One of the best games of my youth, Hopscotch, involved just rocks and a piece of chalk. The first time I ever played the game, I scoured the neighborhood for the best rock to use. Nobody had told me the first time that I played that it was important to have a flat rock. I showed up with a piece of gravel. Well, hell, I didn’t know. Most kids nowadays have it easy. A lot of playgrounds have the hopscotch board painted on the surface. Children use little bean bags or coins for the markers.
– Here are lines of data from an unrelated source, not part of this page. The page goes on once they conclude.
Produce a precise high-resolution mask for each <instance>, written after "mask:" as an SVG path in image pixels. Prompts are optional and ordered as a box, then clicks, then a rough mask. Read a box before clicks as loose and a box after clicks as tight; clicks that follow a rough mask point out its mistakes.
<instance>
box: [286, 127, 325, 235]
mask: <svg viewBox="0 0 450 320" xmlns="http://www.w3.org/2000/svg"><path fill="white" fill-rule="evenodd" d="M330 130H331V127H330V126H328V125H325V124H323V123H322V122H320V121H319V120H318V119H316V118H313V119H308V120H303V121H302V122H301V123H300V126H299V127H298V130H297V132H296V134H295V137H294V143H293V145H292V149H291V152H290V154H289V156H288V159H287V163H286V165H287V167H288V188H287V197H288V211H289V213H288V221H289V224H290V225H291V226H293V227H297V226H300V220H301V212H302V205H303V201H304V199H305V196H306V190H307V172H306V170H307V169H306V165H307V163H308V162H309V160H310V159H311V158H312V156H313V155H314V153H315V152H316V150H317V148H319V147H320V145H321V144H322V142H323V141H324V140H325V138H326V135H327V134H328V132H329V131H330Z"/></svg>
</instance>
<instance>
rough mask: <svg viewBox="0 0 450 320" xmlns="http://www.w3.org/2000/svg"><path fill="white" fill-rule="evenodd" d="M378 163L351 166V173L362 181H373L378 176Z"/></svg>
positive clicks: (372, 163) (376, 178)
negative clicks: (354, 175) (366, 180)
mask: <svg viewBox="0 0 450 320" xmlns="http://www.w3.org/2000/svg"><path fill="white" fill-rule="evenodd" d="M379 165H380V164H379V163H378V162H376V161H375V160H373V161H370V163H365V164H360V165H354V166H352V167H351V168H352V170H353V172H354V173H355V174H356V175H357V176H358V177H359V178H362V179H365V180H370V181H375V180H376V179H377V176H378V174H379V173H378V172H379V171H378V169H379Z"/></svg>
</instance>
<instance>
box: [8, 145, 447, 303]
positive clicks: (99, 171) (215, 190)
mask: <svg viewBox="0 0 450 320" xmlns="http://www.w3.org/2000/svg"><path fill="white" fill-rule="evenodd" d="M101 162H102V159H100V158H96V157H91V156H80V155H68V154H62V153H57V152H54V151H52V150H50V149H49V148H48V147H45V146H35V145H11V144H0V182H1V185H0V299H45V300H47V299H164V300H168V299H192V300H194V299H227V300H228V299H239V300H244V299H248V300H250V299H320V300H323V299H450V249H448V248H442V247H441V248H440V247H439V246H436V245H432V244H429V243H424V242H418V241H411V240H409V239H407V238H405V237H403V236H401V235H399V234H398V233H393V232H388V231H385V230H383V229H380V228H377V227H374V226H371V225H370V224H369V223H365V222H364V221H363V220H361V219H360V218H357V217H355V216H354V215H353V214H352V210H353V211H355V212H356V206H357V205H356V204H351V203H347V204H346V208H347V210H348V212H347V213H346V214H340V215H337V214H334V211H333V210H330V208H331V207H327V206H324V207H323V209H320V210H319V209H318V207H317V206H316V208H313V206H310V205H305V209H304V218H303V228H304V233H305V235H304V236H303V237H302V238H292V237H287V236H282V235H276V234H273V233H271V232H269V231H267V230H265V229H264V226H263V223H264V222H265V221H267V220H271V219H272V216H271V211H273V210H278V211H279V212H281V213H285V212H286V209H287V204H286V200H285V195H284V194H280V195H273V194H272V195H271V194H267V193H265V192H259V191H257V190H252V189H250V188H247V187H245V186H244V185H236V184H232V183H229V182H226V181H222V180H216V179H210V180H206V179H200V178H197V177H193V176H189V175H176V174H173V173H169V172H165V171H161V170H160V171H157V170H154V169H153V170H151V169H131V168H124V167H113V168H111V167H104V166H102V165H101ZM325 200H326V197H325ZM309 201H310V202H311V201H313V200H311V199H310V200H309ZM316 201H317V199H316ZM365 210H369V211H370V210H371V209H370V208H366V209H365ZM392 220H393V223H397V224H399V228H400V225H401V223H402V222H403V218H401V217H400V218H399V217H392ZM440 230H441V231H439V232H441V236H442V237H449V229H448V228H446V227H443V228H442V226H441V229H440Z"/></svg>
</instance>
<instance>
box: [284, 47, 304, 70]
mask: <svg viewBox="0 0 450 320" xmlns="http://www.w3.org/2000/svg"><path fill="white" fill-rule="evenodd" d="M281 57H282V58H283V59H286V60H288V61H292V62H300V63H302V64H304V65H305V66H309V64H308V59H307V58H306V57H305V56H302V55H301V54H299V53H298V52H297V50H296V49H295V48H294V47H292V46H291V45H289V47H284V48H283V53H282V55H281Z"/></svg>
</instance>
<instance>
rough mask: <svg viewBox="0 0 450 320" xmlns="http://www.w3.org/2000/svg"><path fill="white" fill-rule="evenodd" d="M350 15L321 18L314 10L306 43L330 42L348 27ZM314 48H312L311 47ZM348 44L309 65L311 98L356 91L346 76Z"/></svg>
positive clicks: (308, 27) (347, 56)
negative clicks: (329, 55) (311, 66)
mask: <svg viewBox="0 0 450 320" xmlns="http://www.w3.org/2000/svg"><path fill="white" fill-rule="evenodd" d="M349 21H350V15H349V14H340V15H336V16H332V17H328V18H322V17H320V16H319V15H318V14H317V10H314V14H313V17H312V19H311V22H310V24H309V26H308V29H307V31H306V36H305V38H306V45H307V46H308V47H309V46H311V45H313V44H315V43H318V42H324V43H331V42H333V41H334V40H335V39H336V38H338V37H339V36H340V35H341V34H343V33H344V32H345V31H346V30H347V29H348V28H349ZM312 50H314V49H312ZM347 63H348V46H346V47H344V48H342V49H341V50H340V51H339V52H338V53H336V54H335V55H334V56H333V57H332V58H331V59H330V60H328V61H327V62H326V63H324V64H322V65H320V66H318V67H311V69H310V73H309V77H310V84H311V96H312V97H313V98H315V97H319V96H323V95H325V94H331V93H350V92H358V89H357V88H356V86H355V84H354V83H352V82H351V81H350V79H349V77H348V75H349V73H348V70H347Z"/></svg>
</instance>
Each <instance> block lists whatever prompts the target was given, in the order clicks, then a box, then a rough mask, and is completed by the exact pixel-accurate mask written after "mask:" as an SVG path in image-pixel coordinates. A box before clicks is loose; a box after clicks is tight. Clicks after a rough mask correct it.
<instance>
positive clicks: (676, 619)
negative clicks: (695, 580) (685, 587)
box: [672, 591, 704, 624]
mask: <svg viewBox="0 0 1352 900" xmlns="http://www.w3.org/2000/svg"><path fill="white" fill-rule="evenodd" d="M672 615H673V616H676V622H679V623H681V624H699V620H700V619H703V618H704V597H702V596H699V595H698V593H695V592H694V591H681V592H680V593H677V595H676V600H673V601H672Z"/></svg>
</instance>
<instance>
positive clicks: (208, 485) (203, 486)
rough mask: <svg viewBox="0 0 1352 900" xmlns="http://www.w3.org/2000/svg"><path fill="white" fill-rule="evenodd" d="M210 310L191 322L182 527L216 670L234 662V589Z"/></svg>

Well, when I was young (I’ve always wanted to say that), we didn’t use chalk half of the time. We used the edge of a sandstone rock to draw our pattern. We would then use a flat rock as a marker. To be honest, we never thought about using coins. It just never crossed our minds.We were tickled half to death if someone just happened to have a piece of chalk with them. Chalk was a luxury. I would have stolen a piece of chalk from school, but the nuns would have hammered my knuckles with a ruler and then let me know that chalk stealers always go to hell.
For those of you who have never played the game, Hopscotch is played on a flat surface, such as asphalt or a sidewalk. We used to play on my driveway. We had a great double driveway. You have to draw a pattern with a piece of chalk. There are many patterns to draw, and I think the one we used looked a little like this:
The object of the game is to win. How bout that? The rules are hard to explain, but I shall try my best. We will use my bff Ramaine as player1 and I will be player 2.
Ramaine would stand behind the starting line to toss her marker in square 1. She would then hop over square 1 and land with one foot in square 2 and one foot in square 3. She then continues hopping to the home square, which is like a safe place to stand and turn around, and then she would hop back again. Ramaine would pause in squares 2 and 3 to pick up the marker, hop in square 1, and then out. Then she continues by tossing the stone in square 2 and so on and so on. All hopping is done on one foot unless the hopscotch design is such that two squares are side-by-side. You must always hop over any square where a maker has been placed.
Tossing your rock into the first square was always quite easy, but I basically sucked after that. For example. if it was my turn to throw it in square #7, and it landed in #8, my turn would be over. And again, since I sucked at Hopscotch, I spent a lot of time sitting on the sidelines, looking at my rock.
So, while writing this post, I took a wrong turn and kept thinking about how much time I spent watching my friends play while I, Hopscotch loser, sat and waited for my next turn. I would most certainly toss my rock right on a line (which is a no-no),and once again, be sitting on the sidelines. So,I was wondering if this is what people sitting on a curb are waiting for.
Waiting their turn to play Hopscotch
Hopscotch losers at a Hopscotch parade of winners
Some mother brought these hopscotch losers cupcakes.
So, then I really got to think that perhaps, perhaps Hopscotch is actually a drinking game that somehow evolved into a children’s game over the years. So, I set out to do some research. What I found was startling.
Hopscotch was actually invented during Easter in Scotland in 1799. Drunk party-goers, bored with playing croquet, drew numbers on a tennis court surface and tossed rocks to see if they could land on the numbers. If they hit the numbers, they didn’t have to drink their scotch. If they missed, they had to take a drink, and hop like a rabbit, (you know, because it was Easter). Someone decided that there should be a border around the numbers, and Voila! Hopscotch was born.
Ok, so I lied. But, it could have happened that way.
All in all, Hopscotch was a great childhood game. I may not have been a great rock tosser, but I had fun, and isn’t that what really counts? I hope to play it again one day.
This time I will be drunk….and old. But young at heart.